A former spy chief warned May against launching any cyber conflict with Russia. Robert Hannigan, the former director of GCHQ, said that “starting a cyberconflict is not in anyone’s interests,” adding that “we need to be sure that anything we do is consistent with our values.”
The comments came as Russia warned Britain against any further “provocation” against them.
“Nobody gave Britain, a nuclear power, the right to threaten and intimidate and put forward groundless ultimatums and, in violation of the existing international legal norms, invent some ‘time parameters for an answer’.” Maria Zakharova, the Russian foreign ministry’s spokeswoman, said on Wednesday evening.
She also warned Britain against closing RT, saying that “not a single British media outlet will work in our country if they close Russia Today.”
Russia also accused the UK of breaching the chemical weapons convention by refusing to supply a sample from the nerve agent used against Skripal.

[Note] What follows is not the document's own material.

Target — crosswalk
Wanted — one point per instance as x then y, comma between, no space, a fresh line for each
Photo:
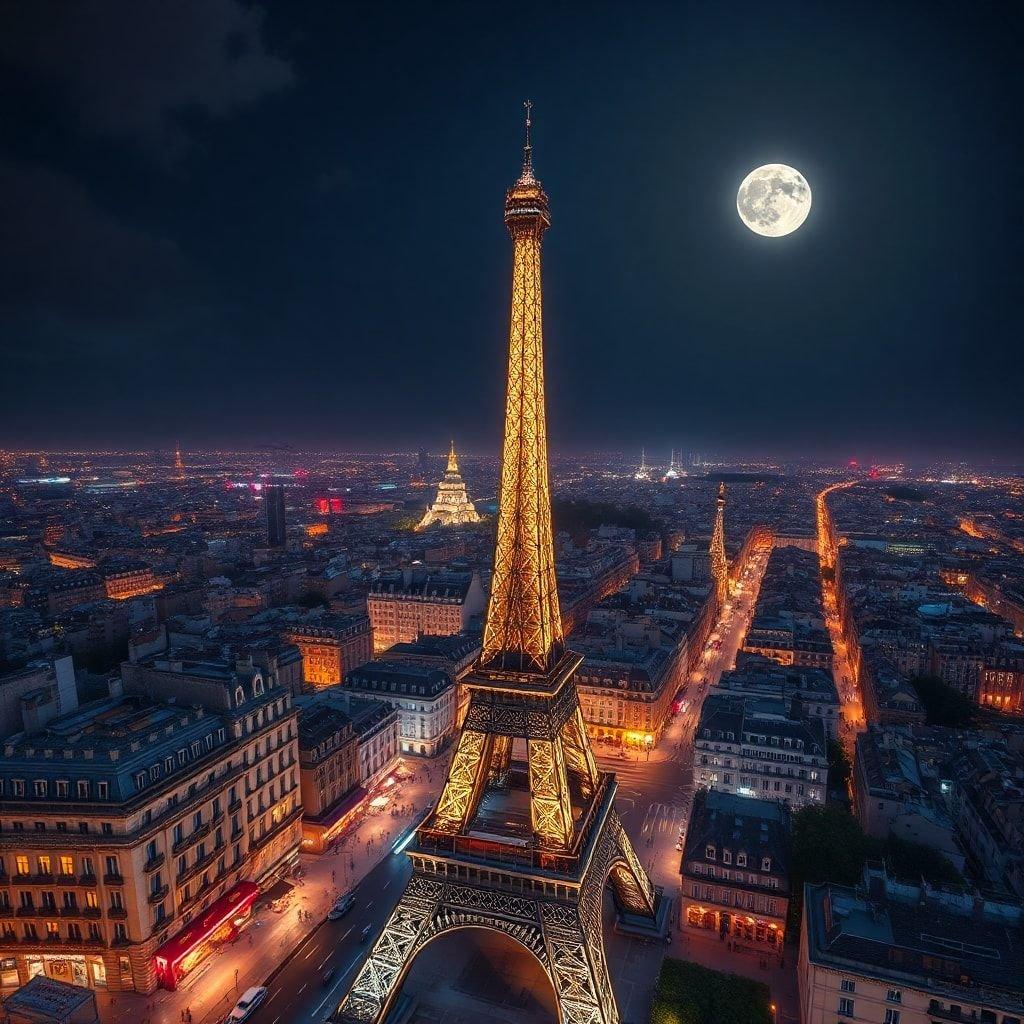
664,819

However, a spokesman for May insisted on Tuesday that the government had “fully complied with all its obligations under the chemicals weapons convention,” adding that there was no obligation in the convention for the UK to provide Russia with a sample.
The conflict risked escalating further on Tuesday after another Russian exile, and critic of Putin, was found dead in London.
Nikolai Glushkov, 69, was found at his home in southwest London on Monda with the Times reporting a friend of Glushkov suggesting that “there were signs of strangulation or choking” on the body.
May will today brief the North Atlantic Council on the conflict as she tries to rally support for a collective NATO response to Russia.
The prime minister has already spoken to the UK’s leading allies, including the French president Macron and the US President Donald Trump.
A spokesperson for May said that Trump had told her that “the US was with the UK all the way” but caveated his support with a call for more evidence, saying that “the Russian Government must provide unambiguous answers as to how this nerve agent came to be used.”.